Die Nasa hat ein Bild veröffentlicht, auf welchem die aktiven Brandherde in Südamerika zwischen dem 15. und 22. August 2019 zu sehen sind. Bild: Nasa

Zahlreiche Menschen protestierten am Sonntag gegen Bolsonaros Umweltpolitik. An einer Demonstration im Stadtteil Ipanema in der Millionenmetropole Rio de Janeiro beteiligten sich Künstler, Umweltaktivisten und Politiker.

«Der Amazonas bleibt, Bolsonaro geht», skandierten sie. Der populäre Sänger Caetano Veloso sagte dem Nachrichtenportal G1: «Ich bin hier, um die Flagge des Umweltschutzes hochzuhalten. Die Brände im Amazonasgebiet zeigen, wie wichtig das ist.»

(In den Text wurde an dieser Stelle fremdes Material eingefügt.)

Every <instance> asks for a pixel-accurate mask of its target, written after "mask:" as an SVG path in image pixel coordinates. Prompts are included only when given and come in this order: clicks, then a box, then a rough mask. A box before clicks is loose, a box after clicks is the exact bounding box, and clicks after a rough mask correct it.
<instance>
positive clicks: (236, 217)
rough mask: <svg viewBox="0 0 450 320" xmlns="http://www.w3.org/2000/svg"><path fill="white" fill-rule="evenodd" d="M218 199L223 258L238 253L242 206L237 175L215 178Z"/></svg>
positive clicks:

Nachdem Bolsonaro wegen seiner zögerlichen Reaktion auf die Brände weltweit in die Kritik geraten war, schickte er nun die Streitkräfte in den Kampf gegen die Flammen. In sieben Bundesstaaten der Region sollten Soldaten bei den Löscharbeiten helfen und gegen Brandstifter vorgehen. Insgesamt stehen im Amazonasgebiet mehr als 43'000 Soldaten zur Verfügung.

Vorschlag aus Kolumbien

Israel will ein Löschflugzeug zur Unterstützung schicken, wie Bolsonaro am Sonntag bei Twitter mitteilte. Zwei Flugzeuge der brasilianischen Luftwaffe wurden am Wochenende bereits bei den Löscharbeiten im Bundesstaat Rondônia eingesetzt. Angesichts des Flammeninfernos wollten auch die grossen Industriestaaten nun rasche Hilfe anbieten. Mit den Ländern der Region in Südamerika werde Kontakt aufgenommen, sagte Frankreichs Staatspräsident Emmanuel Macron beim G7-Gipfel in Biarritz. Es gehe um «technische und finanzielle Mittel». Zudem solle es auch Unterstützung bei der Aufforstung geben

Kolumbien will derweil den Vereinten Nationen einen regionalen Pakt für den Schutz des Regenwaldes vorschlagen. Präsident Iván Duque sagte am Sonntag, er wolle den Pakt im September vor der Uno-Vollversammlung präsentieren. Zwar gebe es in seinem Land derzeit keine Waldbrände vom gleichen Ausmass wie in Brasilien; die Amazonas-Länder müssten sich aber vorbereiten. Duque äusserte sich bei einem Besuch eines Eingeborenen-Dorfes im Amazonas-Gebiet nahe der Grenzen zu Brasilien und Peru.